The same thing has been happening in Portland for a while, it’s just that the noise takes a new form every few months. The top-line items remain the same: the team is not very good and Dame Lillard is unhappy. This year marks something of a bottoming out—that Blazer defense, never better than serviceably poor has been atrocious under Chauncey Billups, who is bumming everybody out—but it’s like gout flaring up, a 101-degree day as the climate warms. There are times when problems seem more or less severe, but without true resolution they endure, even as reality’s surface obscures or emphasizes them.

At their peak in 2019, the Blazers won 53 games and enjoyed a slightly serendipitous run to the Conference Finals. But they weren’t serious title contenders; they got smoked and swept by a Warriors squad that down Kevin Durant was still solidly superior. The Blazers were, much like their franchise player, estimable and heroic but destined to meet failure, in the end. Dame was 28 years old during those playoffs. The front office didn’t have many obvious paths toward improving the team, but there was hope they might figure something out. Dame is 31 now. In the intervening years, the front office has gotten most of their decisions wrong. The public reason given for Neil Olshey’s recent firing was that he created a miserable working environment, and while that’s an excellent reason to dismiss someone, you wonder if he had made more astute signings and trades, he might still have a job. Dame is no longer remotely optimistic. He’s been making discontented sounds for over a year.

If he hasn’t quite wrapped his lips around the words I would like a trade, it’s because he’s caught between two impulses. Dame likes being Portland’s franchise guy and has complained in the past about the formation of superteams in bigger markets. He sees himself and, crucially, wants to be seen as a noble counterpoint to the cynicism of other stars. But he’s also encountering the outset of his basketball mortality.

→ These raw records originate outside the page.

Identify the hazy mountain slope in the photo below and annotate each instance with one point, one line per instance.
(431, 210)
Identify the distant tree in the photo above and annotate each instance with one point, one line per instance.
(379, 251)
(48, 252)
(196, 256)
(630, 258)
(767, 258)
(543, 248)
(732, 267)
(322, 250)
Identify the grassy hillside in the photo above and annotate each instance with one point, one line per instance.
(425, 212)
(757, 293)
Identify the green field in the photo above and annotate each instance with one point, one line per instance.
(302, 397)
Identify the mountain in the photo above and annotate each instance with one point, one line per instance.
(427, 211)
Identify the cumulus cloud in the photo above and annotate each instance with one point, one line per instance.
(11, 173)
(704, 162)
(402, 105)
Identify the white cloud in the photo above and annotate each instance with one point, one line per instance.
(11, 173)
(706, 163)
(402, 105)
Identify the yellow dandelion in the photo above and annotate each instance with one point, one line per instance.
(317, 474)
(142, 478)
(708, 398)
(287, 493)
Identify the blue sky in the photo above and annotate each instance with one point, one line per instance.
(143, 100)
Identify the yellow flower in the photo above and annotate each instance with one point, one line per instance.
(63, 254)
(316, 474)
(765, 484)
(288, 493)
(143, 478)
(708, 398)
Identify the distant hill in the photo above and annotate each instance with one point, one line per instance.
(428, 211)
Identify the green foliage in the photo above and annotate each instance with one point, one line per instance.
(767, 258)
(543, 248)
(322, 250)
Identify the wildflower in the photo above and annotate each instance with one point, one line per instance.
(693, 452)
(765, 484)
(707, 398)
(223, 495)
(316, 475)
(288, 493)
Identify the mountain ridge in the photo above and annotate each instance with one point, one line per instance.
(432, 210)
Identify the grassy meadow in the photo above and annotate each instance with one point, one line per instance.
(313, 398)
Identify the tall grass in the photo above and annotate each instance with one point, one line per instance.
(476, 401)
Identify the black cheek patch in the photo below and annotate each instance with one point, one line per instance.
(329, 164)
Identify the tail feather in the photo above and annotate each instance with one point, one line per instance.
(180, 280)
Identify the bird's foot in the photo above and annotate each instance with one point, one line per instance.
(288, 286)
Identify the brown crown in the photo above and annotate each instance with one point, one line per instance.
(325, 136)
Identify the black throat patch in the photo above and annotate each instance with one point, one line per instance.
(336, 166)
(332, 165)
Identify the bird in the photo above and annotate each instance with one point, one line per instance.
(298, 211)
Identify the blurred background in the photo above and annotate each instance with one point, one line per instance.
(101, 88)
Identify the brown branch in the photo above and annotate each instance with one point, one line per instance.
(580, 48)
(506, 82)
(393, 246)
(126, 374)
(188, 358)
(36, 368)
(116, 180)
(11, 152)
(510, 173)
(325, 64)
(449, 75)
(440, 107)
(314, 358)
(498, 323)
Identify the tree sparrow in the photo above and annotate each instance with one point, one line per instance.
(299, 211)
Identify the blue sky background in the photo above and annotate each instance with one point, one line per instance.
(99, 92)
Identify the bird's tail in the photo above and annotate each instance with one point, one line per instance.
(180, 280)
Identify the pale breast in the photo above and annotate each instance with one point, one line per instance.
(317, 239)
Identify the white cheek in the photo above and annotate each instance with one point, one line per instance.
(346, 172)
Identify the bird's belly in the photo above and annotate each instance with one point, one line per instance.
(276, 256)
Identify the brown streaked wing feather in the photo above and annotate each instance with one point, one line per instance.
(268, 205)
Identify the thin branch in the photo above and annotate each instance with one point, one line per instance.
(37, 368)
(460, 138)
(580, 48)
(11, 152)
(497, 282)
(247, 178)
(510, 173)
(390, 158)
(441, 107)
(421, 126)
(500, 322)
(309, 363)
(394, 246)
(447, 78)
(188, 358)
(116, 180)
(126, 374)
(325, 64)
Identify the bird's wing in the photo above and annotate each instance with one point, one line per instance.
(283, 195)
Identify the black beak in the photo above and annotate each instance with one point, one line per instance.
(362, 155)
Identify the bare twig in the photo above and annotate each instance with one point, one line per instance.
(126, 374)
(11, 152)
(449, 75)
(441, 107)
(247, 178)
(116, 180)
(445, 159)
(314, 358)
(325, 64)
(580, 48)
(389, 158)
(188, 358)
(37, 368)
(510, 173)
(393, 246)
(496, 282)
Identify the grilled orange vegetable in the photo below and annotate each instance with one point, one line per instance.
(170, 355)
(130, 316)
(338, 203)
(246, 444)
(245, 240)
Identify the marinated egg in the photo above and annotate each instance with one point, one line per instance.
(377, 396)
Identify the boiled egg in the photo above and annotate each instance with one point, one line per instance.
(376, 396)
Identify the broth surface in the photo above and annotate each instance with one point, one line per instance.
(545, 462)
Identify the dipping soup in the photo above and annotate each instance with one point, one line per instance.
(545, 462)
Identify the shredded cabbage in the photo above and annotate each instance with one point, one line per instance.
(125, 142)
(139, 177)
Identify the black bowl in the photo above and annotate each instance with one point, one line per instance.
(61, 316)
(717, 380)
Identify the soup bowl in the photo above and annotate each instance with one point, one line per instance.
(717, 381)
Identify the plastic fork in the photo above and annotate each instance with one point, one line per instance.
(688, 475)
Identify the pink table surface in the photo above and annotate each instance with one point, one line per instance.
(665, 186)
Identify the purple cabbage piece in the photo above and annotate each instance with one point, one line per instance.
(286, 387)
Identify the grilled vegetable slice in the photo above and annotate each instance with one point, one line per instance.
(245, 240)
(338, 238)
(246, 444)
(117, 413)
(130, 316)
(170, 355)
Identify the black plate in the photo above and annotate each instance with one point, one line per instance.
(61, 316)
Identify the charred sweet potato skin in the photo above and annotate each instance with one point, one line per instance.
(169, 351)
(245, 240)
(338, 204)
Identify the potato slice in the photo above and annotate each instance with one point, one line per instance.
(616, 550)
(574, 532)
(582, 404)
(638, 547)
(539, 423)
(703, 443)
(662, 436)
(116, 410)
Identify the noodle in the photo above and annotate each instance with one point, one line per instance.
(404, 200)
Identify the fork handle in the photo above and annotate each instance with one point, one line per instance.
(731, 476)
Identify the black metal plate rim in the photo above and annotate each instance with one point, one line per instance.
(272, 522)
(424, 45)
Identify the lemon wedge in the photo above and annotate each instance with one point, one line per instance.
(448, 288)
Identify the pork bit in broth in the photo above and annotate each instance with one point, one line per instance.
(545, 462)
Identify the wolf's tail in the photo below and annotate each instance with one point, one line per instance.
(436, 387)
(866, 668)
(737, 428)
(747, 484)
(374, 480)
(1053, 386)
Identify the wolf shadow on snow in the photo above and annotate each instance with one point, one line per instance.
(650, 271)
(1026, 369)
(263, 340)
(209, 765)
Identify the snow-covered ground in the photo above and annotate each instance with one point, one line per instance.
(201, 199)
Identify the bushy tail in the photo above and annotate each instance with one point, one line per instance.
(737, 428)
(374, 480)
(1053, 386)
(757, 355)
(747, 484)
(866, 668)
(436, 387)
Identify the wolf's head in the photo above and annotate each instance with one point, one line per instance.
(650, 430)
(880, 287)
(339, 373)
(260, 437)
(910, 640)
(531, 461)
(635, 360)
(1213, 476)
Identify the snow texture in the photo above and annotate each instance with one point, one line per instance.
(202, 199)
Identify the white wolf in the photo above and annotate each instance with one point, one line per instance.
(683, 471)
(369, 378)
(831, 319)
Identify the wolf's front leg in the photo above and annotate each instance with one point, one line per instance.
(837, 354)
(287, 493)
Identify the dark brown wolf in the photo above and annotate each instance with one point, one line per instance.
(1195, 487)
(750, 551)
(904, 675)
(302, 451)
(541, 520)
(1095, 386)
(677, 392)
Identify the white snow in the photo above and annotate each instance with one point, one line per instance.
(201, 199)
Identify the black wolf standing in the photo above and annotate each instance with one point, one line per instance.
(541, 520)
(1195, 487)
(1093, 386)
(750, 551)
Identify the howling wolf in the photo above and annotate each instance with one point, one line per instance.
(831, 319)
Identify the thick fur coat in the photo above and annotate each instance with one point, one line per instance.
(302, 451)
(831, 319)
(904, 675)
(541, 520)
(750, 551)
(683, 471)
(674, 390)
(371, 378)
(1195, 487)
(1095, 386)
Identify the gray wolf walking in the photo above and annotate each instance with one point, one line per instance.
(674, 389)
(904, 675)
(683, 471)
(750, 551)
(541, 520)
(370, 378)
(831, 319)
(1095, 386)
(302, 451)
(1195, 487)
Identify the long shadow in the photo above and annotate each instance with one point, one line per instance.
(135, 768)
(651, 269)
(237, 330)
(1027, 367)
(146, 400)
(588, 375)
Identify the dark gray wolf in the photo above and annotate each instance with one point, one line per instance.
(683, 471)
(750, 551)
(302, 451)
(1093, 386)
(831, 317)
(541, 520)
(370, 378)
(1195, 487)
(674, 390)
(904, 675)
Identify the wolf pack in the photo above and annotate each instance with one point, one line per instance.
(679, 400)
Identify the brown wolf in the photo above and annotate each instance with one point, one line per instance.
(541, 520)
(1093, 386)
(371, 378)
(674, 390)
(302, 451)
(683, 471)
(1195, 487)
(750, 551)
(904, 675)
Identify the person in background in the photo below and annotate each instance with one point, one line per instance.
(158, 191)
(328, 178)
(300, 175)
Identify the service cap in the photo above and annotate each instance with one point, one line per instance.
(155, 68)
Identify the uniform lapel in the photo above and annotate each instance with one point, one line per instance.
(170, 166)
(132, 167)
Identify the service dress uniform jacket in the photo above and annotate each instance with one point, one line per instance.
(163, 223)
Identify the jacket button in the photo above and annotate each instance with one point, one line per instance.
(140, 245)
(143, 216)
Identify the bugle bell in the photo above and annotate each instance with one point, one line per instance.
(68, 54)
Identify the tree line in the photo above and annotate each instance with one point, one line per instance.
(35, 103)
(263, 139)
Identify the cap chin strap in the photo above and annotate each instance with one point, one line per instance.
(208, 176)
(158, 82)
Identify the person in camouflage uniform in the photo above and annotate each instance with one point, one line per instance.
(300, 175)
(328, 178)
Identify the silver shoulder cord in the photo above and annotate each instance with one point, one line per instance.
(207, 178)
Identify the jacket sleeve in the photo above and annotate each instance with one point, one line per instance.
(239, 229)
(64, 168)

He’s been banged up this season and doesn’t know how much longer he’ll maintain his current level. His prime is ticking toward late prime, and ultimate obsolescence.

It’s a familiar transition for an aging star: you want to win on your terms, and then when it starts to get late, you simply want to win. This requires the player to at least tacitly admit that he can’t get the job done in his current situation, which is a big ask for Dame, who’s one of the most prideful players in the league. So instead of a formal trade demand, we get annoyed post-game pressers and mind-bending Chris Haynes reports that categorize a recruiting session with LeBron James and Anthony Davis as an “information-gathering forum among respected peers.” Some of this is highwire PR nonsense, but it also seems to speak to a genuine conundrum Dame is working through. He doesn’t appear certain that he wants to leave Portland. All he knows for sure is that he’s deeply frustrated.

It’s not easy to empathize with him at this point, especially after he pretzeled himself trying to spin the controversy around the Chauncey Billups’s hiring—a hiring he almost definitely endorsed—into an excuse to leave town. (Not for nothing, Billups’s young coaching career is off to a miserable start.) Vacillation is fine, Dame should take all the time he needs to figure out what he wants to do, but the impression he gives is of wanting to be absolved of any blame for whatever conclusion he arrives at. And that’s not how any of this works. Dame’s a celebrity; the public is going to have opinions about what he does. There’s no eliding it. You can’t get a doctor’s note that says people aren’t allowed to get mad at you for joining the Lakers. You have to do what you think is best for you, and maybe avoid Twitter for a little while, until the story cools off.

Friend of the column Katie Heindl is a more elegant writer than this when she wants to be, but she crudely put it well after Olshey’s firing was announced: “sick of the Blazers, figure it out and leave the rest of us alone.” Dame is an irritatingly tentative star at the center of an irritatingly tentative organization. He’s the most charismatic figure in the drama, so we fixate on him, but the Blazers are indecisive all the way down. Dame’s wavering, holding up Chauncey’s hiring and then plowing through with it anyway, Olshey’s early season dismissal. The fact that the Dame-C.J. McCollum backcourt has never really worked, but has persisted for nearly a decade. They’re reportedly in the market for Ben Simmons, because the roster is apparently in need of more basketcases.

It’s a lot of mishegoss for a sub-.500 team that represents the end of a pretty fruitful era that’s past its sell-by date by at least two years. Everybody involved does indeed need to figure it out and leave the rest of us alone. Because we know what the Blazers are, even if they and their wanderlusting franchise player have no idea what they want to be.